北条さんがビールを一口飲んだから、俺も一口飲んだ。


さっきも会社の飲み会だったから、一気に飲むことは出来なかった。


「あの時よりも、随分と大人になったな。」


北条さんは俺を見て一言そう言った。


「ありがとうございます。」


それからなんとなく緊張感が解けて、俺たちは世間話をしていた。


話が弾んできて、ビールがなくなりかけた頃、酔っていた俺はこんな事を口走った。


「妃奈とは…どうなったんですか?」


「結婚したよ。
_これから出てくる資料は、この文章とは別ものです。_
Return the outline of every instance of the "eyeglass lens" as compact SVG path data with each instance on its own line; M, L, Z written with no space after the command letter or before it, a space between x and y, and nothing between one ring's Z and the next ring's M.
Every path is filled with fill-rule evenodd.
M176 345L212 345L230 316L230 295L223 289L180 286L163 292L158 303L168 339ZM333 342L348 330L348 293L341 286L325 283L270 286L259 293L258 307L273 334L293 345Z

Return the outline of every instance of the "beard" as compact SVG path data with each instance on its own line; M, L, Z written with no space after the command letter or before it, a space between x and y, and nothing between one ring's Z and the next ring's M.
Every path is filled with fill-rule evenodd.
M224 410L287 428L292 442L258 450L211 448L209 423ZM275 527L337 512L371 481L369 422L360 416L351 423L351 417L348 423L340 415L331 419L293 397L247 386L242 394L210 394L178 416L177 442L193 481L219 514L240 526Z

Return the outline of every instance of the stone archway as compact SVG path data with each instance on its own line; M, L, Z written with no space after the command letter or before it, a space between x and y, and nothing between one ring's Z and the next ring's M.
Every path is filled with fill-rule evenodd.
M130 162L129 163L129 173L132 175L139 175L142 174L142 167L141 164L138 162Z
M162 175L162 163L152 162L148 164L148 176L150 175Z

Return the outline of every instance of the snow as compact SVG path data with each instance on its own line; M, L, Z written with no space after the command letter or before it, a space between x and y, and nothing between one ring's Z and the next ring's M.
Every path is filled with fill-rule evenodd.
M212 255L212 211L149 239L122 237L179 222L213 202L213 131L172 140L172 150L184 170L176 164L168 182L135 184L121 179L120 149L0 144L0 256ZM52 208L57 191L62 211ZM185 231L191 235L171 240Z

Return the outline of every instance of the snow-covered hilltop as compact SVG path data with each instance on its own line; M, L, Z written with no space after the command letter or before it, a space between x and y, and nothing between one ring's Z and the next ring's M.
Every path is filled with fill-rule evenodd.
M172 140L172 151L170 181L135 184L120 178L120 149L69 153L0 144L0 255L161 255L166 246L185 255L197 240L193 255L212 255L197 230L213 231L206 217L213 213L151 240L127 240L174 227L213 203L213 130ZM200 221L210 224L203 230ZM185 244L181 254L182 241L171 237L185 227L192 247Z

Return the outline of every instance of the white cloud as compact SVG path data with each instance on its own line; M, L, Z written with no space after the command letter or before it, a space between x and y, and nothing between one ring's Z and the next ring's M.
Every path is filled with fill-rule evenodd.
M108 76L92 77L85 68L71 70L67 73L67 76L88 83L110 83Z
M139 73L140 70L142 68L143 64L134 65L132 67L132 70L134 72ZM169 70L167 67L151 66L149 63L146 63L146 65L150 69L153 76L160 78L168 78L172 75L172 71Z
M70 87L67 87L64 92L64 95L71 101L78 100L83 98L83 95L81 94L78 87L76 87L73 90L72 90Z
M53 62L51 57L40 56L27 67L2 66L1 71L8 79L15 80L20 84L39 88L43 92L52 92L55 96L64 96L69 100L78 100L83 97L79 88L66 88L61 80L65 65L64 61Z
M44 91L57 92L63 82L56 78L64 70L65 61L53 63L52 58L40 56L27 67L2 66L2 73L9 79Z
」


「へ?」


「俺と妃奈、結婚したんだ。」


「そうだったんですか?
おめでとうございます!」


大学を卒業してから、俺は妃奈と連絡を取っていなかった。


だから、妃奈が先生になったのは知っていたけど、その後の事は分からずじまいだったのだ。


「そっか。
妃奈、結婚したんだ。」


あの時は悔しいから認めたくなかったけど、妃奈と北条さんはお似合いだと思う。


多分、妃奈にとっても、北条さんにとってもベストな選択を2人はしたんだ。


「俺も、今度結婚するんです。」


「おめでとう!
良い報告が聞けて嬉しいよ。」


「俺も、言えてなんだか嬉しいです。
お互い、幸せになりましょうね。」


「俺はもう既に幸せだ。
これ以上ないくらい幸せだ。」


北条さんも酔っているのか、惚気だした。


そりゃそうだろう。


あれだけ自分のことを想ってくれてる人と一緒になれたんだ。


俺には最初から勝ち目なんてなかったんだ。


出会った時も、付き合っていた頃も、見て見ぬフリはしてたけど、妃奈の中には俺じゃない人がいたんだ。